1.4k Views Asked by At

I have the following script (optics.py) to estimate clustering with precomuted distances:

from sklearn.cluster import OPTICS
import numpy as np

distances = np.load(r'distances.npy')
clust = OPTICS(metric='precomputed', n_jobs=-1)
clust = clust.fit(distances)

Looking at htop results I can see that only one CPU core is used

enter image description here

despite the fact scikit runs clustering in multiple processes:

enter image description here

Why n_jobs=-1 has not resulted in using all the CPU cores?

3

There are 3 best solutions below

0
Dmitrii Rashchenko On BEST ANSWER

I also face this problem. According to some papers (for example this, see abstract), OPTICS is known as challenging to do it in parallel because of its sequential nature. So, probably, sklearn tries to use all cores when you use n_jobs=-1, but there is nothing to run on extra cores.

Probably you should consider other clustering algorithms, which are more parallelism-friendly, for example @paul-brodersen in comments suggests to use HDBSCAN. But it seems that sklearn does not have such parallel alternative for optics, so you need to use other packages.

0
anactualtoaster On

Both OPTICS and HDBSCAN suffer from a lack of parallelization. They both are sequential in nature and thus can't be passed onto a simple joblib.Parallel like DBSCAN can.

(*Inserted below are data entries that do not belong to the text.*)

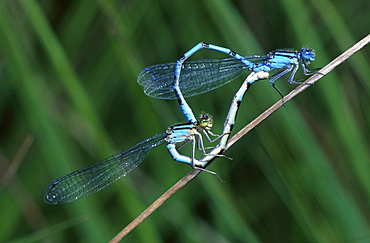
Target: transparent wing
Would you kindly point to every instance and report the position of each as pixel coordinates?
(95, 177)
(197, 76)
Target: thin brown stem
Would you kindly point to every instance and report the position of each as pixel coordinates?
(192, 174)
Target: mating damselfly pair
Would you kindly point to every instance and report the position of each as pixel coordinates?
(178, 80)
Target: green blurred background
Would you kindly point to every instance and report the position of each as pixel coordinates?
(69, 98)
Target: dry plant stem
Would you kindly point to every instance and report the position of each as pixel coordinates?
(191, 175)
(325, 70)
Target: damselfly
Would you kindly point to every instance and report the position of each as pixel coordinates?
(97, 176)
(164, 81)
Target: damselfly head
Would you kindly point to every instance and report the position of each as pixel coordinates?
(308, 54)
(205, 121)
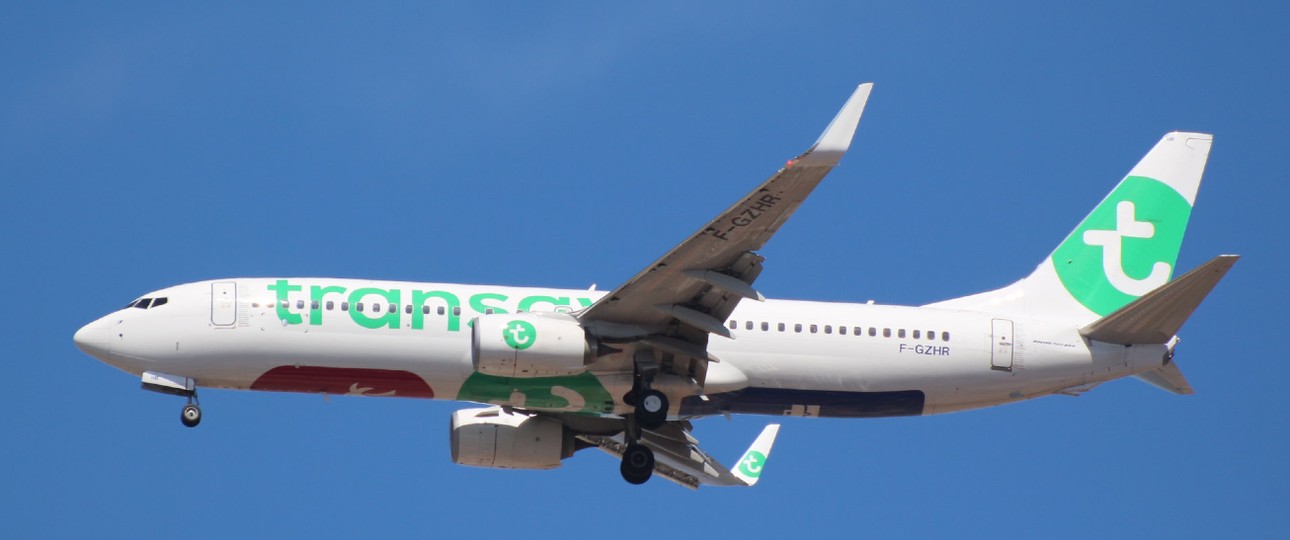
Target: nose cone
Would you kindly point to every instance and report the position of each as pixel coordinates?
(93, 339)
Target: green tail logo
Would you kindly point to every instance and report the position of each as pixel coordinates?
(1125, 248)
(752, 463)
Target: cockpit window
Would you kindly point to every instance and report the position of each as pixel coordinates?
(146, 303)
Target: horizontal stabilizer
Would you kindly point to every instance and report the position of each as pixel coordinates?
(1168, 378)
(1156, 317)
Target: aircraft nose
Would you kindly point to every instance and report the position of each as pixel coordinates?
(93, 339)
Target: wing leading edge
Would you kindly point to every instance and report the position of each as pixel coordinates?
(689, 291)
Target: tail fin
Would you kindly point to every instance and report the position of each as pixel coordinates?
(1125, 248)
(748, 468)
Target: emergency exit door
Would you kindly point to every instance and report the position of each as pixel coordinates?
(1001, 351)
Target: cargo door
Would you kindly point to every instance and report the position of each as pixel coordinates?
(1001, 351)
(223, 303)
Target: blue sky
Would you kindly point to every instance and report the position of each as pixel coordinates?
(568, 144)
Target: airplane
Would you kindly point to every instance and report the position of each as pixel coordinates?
(627, 371)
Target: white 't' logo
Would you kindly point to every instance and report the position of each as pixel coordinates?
(1112, 251)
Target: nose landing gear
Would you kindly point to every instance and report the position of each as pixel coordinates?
(176, 385)
(191, 413)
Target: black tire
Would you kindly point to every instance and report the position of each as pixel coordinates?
(190, 415)
(652, 410)
(637, 464)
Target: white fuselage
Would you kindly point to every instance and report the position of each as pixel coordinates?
(786, 357)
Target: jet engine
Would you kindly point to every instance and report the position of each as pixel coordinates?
(529, 344)
(497, 438)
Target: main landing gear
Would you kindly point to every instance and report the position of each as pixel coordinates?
(650, 414)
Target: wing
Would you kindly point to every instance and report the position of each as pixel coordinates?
(686, 294)
(679, 458)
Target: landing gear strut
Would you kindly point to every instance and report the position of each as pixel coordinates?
(191, 413)
(650, 414)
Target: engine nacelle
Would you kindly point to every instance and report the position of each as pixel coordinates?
(529, 344)
(493, 437)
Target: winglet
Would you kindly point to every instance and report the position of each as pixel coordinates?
(752, 462)
(832, 143)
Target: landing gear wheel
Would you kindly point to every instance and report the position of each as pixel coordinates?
(652, 409)
(191, 415)
(637, 464)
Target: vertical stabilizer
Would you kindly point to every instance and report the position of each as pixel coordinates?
(1125, 248)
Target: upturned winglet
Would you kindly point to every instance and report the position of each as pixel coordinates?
(832, 143)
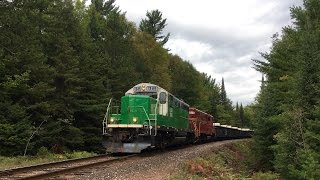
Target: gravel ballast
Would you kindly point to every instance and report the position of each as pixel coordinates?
(156, 166)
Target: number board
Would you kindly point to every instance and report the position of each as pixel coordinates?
(145, 88)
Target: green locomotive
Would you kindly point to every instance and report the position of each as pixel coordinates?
(148, 116)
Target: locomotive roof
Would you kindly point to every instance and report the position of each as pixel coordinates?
(152, 88)
(192, 108)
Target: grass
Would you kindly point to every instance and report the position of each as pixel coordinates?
(226, 162)
(43, 156)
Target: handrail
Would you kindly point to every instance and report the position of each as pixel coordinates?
(155, 114)
(145, 114)
(105, 119)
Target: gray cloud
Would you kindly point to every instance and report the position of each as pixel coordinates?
(217, 47)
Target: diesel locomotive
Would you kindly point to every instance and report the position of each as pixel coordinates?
(148, 116)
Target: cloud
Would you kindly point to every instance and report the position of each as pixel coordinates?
(220, 37)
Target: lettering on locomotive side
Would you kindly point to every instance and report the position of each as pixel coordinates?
(144, 88)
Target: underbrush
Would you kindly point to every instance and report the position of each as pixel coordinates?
(230, 161)
(43, 156)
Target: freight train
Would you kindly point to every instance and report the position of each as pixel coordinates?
(148, 116)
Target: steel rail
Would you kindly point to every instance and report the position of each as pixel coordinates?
(11, 172)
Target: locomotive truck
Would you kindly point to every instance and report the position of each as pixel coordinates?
(148, 116)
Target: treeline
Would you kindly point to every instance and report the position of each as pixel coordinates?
(287, 123)
(61, 61)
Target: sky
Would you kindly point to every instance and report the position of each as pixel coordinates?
(220, 37)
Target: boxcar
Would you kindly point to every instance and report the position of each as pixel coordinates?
(201, 124)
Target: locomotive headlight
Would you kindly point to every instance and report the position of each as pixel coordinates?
(135, 119)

If you're looking to improve speed, one of the benefits with HDBSCAN is the ability to create an inference model that you can use to make predictions without having to run the whole cluster again. That's what I use to avoid having to run a very slow cluster operation every time I need to classify my data.

1
Shane Grigsby On

I'm the primary author of the sklearn OPTICS module. Parallelism is difficult because there is an ordering loop which cannot be run in parallel; that said, the most computationally intensive task is distance calculations, and these can be run in parallel. More specifically, sklearn OPTICS calculates the upper triangle distance matrix one row at a time, starting with 'n' distance lookups, and decreasing to 'n-1, n-2' lookups for a total of n-squared / 2 distance calculations... the problem is that parallelism in sklearn is generally handled by joblib, which uses processes (not threads), which have rather high overhead for creation and destruction when used in a loop. (i.e., you create and destroy the process workers per row as you loop through the data set, and 'n' setup/teardowns of processes has more overhead then the parallelism benefit you get from joblib--this is why njobs is disabled for OPTICS)

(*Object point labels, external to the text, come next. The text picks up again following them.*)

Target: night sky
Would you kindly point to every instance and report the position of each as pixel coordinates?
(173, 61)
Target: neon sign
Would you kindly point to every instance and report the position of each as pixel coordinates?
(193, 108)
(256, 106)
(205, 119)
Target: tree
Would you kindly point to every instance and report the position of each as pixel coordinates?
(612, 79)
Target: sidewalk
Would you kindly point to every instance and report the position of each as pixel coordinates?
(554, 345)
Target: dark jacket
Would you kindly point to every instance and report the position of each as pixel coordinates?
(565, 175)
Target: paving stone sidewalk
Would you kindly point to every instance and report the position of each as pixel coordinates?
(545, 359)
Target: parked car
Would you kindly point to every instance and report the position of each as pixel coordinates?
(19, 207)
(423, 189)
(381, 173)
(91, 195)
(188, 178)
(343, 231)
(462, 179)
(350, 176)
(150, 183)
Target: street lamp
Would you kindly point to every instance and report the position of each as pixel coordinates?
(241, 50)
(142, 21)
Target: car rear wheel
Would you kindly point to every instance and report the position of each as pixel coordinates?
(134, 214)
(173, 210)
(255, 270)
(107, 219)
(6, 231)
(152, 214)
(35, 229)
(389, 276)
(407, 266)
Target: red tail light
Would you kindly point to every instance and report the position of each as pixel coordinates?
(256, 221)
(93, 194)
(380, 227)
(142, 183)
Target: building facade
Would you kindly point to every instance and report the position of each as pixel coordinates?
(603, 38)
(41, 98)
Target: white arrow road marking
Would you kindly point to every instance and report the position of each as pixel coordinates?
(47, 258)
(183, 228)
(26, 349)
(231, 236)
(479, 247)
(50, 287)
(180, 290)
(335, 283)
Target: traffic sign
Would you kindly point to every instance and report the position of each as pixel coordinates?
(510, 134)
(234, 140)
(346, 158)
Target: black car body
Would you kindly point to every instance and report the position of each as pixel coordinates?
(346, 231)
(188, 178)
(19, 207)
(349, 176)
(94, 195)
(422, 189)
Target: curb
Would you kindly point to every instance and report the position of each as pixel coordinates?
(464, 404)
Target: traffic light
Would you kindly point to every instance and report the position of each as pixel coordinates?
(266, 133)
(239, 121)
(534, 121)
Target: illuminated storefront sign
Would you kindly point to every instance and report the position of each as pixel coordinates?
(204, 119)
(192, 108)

The best way to 'force' parallelism in OPTICS is probably to define a custom distance metric that runs in parallel-- see this post for a good example of this:

https://medium.com/aspectum/acceleration-for-the-nearest-neighbor-search-on-earths-surface-using-python-513fc75984aa

One of the example's above actually forces the distance calculation onto a GPU, but still uses sklearn for the algorithm execution.